I know you, river, as if you flowed through my heart.
I am your warrior daughter.
There are letters made of your body
As a fountain is made of water.
There are languages
Of which you are the blueprint
And as we speak them
The city rises.
I believe I am in Hell, therefore I am.
Before me things created were none, save things
Eternal, and eternal I endure.
All hope abandon, ye who enter here.
Day of wrath, that day of burning,
Seer and Sibyl speak concerning,
All the world to ashes turning.
What's up with the epigraph?
This poem feels like it was written just for this book. We have a reference to a "sweet city," which could be New York City, where Clary and pals live.

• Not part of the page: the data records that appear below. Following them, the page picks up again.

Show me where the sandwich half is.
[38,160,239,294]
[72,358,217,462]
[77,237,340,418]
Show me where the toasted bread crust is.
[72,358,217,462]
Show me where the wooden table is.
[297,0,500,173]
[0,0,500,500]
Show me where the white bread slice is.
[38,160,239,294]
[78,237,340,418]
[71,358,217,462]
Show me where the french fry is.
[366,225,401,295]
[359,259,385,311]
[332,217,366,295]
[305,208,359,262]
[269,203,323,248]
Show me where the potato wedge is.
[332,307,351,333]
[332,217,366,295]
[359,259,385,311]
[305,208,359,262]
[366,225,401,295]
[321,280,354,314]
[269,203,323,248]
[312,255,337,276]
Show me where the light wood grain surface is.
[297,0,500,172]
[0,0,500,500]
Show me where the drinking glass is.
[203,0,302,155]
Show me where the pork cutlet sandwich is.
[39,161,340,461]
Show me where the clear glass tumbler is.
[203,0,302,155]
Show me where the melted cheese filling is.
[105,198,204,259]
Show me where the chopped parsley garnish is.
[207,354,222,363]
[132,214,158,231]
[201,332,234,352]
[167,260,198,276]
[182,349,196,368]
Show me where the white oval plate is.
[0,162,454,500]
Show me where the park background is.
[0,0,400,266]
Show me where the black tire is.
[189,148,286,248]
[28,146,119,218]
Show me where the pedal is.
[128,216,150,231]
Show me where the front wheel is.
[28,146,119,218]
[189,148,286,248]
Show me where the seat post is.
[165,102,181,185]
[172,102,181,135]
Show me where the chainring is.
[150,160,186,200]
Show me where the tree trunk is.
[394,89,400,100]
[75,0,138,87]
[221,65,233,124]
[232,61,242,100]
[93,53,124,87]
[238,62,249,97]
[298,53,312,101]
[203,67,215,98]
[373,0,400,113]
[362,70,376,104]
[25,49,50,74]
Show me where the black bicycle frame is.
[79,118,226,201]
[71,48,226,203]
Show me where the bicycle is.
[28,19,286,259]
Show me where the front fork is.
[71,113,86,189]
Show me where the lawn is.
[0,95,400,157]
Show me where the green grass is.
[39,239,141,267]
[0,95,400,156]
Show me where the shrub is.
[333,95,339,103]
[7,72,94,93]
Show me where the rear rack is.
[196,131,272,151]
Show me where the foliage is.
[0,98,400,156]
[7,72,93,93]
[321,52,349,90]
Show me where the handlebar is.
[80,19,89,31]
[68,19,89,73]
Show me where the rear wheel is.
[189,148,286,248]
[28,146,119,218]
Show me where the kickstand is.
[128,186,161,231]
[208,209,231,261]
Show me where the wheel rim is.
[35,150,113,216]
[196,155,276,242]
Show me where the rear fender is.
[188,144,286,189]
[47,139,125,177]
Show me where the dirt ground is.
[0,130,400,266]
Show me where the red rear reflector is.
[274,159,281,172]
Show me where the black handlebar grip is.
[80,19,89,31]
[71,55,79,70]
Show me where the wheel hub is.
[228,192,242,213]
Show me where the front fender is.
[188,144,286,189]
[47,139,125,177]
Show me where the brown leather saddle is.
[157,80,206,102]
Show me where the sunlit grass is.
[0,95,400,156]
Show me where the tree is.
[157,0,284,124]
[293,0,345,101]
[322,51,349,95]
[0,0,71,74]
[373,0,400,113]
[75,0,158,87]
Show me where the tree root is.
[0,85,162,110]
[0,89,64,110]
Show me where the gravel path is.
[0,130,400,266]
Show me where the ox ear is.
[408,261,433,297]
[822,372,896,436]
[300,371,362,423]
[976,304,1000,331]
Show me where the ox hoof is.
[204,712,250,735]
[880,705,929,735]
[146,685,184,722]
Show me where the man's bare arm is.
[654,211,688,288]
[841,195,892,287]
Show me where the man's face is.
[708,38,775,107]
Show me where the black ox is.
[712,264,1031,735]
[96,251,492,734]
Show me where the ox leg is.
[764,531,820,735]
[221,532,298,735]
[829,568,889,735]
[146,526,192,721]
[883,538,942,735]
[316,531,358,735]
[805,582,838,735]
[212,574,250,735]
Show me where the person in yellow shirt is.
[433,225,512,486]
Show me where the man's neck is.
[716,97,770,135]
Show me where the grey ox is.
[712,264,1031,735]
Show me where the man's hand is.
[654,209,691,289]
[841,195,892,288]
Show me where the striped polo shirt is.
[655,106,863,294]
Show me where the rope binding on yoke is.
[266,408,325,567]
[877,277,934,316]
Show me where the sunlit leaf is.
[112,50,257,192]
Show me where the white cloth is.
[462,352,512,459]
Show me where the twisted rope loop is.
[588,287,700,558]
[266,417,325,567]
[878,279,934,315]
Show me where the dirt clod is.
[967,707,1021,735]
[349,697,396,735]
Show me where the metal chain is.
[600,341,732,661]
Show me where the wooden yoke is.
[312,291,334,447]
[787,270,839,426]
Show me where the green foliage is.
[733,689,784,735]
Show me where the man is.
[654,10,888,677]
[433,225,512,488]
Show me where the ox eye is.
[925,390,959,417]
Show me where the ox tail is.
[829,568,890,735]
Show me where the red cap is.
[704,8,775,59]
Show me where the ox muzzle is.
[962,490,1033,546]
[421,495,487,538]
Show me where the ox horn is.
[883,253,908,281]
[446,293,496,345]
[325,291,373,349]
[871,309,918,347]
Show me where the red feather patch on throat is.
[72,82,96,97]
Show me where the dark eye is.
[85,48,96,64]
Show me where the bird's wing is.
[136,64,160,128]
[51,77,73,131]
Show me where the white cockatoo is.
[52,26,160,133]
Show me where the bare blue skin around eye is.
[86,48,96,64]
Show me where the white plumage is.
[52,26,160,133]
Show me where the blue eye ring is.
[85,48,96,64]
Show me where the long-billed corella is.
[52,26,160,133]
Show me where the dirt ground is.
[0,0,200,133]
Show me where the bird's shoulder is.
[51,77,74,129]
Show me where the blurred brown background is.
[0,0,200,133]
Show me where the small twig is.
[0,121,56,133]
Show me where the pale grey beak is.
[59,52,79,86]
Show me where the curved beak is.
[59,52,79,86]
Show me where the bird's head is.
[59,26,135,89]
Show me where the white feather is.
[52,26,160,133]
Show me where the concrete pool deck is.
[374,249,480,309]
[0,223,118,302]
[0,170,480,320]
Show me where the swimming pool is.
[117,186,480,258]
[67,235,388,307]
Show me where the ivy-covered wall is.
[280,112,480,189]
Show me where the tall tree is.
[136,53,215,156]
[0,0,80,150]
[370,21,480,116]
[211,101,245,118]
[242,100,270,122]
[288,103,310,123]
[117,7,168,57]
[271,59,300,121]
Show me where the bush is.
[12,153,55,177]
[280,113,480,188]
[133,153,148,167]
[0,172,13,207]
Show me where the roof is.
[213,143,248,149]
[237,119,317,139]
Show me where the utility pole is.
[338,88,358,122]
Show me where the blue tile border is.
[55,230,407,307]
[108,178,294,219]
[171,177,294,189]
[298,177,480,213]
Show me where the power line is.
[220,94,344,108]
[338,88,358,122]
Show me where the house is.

There are "demons and angels" and a "river," which is where Valentine docks his scary boat. "I am your warrior daughter" could alert us to the fact that Clary is the narrator here, although she's being a little generous calling herself a warrior. "Klutzy" isn't as poetic. "Letters made of your body" refers to the Marks, runes written on a person's body.
In addition the main epigraph, each part begins with a little quote, usually about hell. Considering Valentine wants to summon a horde of demons, thereby creating a temporary hell on Earth these epigraphs do a nice job building tension as the story progresses. Also, the reference to "ashes" in a book called City of Ashes is a nice touch.